La demande formée devant le juge des référés tendant seulement à voir ordonner une expertise, les intimés ne peuvent être considéré comme partie perdante, et il y a lieu de laisser à la charge des époux [P] les dépens de première instance et d'appel qui doivent être liquidés par la juridiction saisie en application des dispositions de l'article 491 du code de procédure civile.

L'équité ne commande pas de faire application de l'article 700 du code de procédure civile au profit de la société BNP PARIBAS PERSONAL FINANCE.

PAR CES MOTIFS

La cour, statuant publiquement, par arrêt de défaut,

Confirme l'ordonnance déférée seulement en ce qu'elle a condamné les époux [P] aux dépens.

L'infirme pour le surplus, et statuant de nouveau :

Ordonne une expertise et désigne pour y procéder :

M. [T] [O]

[Adresse 11]

[Adresse 11]

[Localité 3]

avec pour mission de :

prendre connaissance du dossier et de tous documents utiles recueillis auprès des parties ;

se rendre sur place, visiter les lieux et procéder à la constatation des désordres, non finitions et défauts de conformité allégués ;

vérifier, en particulier, si la VMC double flux commandée a été installée, et si les panneaux photovoltaïques installés fonctionnent et permettent la revente d'électricité,

dans la négative, en rechercher la cause ;

décrire et évaluer le coût des travaux nécessaires pour y remédier ;

donner un avis sur l'existence des préjudices et proposer une évaluation de leurs montants ;

adresser aux parties et à leurs conseils un projet de rapport, leur donner un délai aux parties pour présenter leurs observations sous forme de dire, et y répondre dans son rapport définitif.

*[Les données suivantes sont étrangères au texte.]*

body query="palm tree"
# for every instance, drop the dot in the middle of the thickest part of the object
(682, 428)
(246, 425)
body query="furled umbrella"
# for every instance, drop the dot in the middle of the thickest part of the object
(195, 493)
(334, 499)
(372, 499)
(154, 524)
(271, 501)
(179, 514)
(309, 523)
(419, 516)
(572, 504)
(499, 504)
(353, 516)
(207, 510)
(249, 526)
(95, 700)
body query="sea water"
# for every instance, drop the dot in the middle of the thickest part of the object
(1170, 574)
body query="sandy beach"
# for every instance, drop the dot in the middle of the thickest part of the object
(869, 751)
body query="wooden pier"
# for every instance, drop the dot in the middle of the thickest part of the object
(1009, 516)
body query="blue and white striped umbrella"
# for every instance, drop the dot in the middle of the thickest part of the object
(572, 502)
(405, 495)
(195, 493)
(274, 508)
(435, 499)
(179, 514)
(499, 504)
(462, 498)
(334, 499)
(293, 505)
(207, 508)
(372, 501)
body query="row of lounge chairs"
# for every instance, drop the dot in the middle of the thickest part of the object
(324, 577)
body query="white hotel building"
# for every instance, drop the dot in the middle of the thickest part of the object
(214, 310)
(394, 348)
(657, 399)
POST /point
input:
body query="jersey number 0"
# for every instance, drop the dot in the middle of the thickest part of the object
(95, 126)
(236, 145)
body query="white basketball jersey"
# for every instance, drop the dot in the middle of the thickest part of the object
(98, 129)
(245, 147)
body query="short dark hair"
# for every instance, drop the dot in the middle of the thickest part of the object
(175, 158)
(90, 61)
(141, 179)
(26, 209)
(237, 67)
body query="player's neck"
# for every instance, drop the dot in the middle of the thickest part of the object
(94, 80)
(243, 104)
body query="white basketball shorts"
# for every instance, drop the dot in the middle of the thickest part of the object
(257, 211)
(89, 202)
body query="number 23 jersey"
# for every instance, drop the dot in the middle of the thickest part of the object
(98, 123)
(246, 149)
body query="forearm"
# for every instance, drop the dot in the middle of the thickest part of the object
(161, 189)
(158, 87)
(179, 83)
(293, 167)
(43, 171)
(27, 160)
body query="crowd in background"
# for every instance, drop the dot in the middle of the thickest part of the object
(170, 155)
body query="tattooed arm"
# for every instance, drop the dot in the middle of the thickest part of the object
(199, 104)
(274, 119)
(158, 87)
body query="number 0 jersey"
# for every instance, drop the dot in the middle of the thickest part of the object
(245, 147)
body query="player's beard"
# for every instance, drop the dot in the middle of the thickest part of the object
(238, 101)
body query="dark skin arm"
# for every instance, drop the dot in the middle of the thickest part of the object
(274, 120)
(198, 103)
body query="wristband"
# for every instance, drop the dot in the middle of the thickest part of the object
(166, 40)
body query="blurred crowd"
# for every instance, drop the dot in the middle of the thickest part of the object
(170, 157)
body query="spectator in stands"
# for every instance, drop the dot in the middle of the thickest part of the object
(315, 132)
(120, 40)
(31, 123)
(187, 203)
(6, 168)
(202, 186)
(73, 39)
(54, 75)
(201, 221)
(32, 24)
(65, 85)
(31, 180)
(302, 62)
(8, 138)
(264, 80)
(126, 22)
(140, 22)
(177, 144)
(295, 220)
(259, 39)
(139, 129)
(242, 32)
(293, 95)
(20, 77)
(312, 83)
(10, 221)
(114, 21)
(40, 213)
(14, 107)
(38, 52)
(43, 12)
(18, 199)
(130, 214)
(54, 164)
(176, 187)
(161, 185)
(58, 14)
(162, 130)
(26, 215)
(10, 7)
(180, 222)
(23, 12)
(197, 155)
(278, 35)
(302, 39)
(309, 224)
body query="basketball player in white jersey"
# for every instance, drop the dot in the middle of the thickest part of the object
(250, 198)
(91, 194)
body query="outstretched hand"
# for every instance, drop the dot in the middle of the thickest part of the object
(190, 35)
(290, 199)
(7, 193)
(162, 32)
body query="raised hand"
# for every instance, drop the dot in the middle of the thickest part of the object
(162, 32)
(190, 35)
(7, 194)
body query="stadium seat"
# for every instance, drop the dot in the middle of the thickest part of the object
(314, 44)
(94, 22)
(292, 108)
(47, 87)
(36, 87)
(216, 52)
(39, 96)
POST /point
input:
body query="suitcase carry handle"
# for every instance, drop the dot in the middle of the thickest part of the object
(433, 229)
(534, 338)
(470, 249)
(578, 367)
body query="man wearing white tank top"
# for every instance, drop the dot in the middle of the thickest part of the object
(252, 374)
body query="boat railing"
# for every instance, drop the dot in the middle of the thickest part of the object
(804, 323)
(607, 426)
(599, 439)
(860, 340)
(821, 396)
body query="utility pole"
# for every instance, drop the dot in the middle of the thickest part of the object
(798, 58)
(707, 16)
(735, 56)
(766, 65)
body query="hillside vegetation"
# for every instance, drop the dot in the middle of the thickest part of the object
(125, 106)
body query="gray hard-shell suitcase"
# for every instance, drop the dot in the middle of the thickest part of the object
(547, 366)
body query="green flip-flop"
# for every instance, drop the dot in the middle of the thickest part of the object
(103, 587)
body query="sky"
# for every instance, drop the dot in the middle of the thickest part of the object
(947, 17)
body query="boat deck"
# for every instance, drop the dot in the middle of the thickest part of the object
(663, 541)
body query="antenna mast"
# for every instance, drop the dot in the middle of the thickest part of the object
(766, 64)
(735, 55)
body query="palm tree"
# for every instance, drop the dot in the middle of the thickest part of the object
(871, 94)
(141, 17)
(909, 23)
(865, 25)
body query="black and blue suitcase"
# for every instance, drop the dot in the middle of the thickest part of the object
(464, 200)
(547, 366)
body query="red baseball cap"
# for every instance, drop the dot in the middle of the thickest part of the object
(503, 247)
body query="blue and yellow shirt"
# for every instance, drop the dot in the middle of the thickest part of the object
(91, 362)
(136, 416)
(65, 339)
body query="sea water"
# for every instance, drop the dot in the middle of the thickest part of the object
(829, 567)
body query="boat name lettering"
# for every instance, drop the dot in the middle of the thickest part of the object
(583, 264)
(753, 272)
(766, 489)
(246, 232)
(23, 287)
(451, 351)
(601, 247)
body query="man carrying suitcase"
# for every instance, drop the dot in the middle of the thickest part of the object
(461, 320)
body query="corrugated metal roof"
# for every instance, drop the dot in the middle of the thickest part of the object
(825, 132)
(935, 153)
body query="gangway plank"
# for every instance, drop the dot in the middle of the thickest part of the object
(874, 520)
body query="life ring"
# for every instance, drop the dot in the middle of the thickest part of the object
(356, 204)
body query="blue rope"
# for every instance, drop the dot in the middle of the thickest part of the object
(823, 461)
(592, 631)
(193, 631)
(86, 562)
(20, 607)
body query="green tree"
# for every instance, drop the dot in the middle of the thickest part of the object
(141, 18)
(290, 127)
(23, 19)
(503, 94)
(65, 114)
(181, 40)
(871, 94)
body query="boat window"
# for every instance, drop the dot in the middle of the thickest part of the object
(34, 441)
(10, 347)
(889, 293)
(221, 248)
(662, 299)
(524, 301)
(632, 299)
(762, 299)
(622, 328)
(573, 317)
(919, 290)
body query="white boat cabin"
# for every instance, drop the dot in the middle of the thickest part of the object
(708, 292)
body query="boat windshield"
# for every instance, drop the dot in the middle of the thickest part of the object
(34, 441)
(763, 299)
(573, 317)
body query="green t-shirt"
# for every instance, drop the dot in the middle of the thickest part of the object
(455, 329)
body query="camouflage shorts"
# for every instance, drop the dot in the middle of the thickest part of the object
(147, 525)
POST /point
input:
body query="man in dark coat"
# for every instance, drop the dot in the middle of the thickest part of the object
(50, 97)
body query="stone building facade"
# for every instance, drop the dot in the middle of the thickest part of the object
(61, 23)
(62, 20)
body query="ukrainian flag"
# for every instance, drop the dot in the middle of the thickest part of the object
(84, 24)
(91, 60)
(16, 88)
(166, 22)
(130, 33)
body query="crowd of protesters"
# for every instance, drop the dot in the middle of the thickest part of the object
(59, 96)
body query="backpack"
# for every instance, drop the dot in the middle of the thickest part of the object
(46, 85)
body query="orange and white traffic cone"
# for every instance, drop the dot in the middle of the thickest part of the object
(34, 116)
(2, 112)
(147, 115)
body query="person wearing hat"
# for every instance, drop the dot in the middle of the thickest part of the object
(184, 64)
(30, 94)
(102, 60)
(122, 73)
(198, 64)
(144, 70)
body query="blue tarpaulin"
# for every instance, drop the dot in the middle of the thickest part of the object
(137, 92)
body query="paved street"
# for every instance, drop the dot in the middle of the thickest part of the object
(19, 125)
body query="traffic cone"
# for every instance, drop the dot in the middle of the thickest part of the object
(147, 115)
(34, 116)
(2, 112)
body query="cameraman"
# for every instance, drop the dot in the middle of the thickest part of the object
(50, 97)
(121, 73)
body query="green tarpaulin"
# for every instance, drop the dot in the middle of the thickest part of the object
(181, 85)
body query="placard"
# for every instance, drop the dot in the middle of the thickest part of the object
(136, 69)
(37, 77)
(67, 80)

Fixe à 4 000 € la provision sur la rémunération de l'expert que les époux [P] devront consigner à la régie du tribunal judiciaire de Grenoble avant le 15 octobre 2024.

Rappelle qu'à défaut de consignation dans le délai, la décision ordonnant l'expertise est caduque.

Dit que l'expertise se déroulera sous le contrôle du Magistrat chargé du contrôle des expertises du tribunal judiciaire de Grenoble en application des dispositions de l'article 964-2 du code de procédure civile.

Dit que l'expert devra adresser aux parties et déposer au greffe des expertises du tribunal judiciaire de Grenoble le rapport définitif de ses opérations avant le 30 mars 2025.

Rejette toutes les autres demandes.

Condamne les époux [P] aux dépens d'appel.

Prononcé par mise à disposition de l'arrêt au greffe de la cour, les parties en ayant été préalablement avisées dans les conditions prévues au deuxième alinéa de l'article 450 du code de la procédure civile,

Signé par madame Clerc, président, et par madame Burel, greffier auquel la minute de la décision a été remise par le magistrat signataire.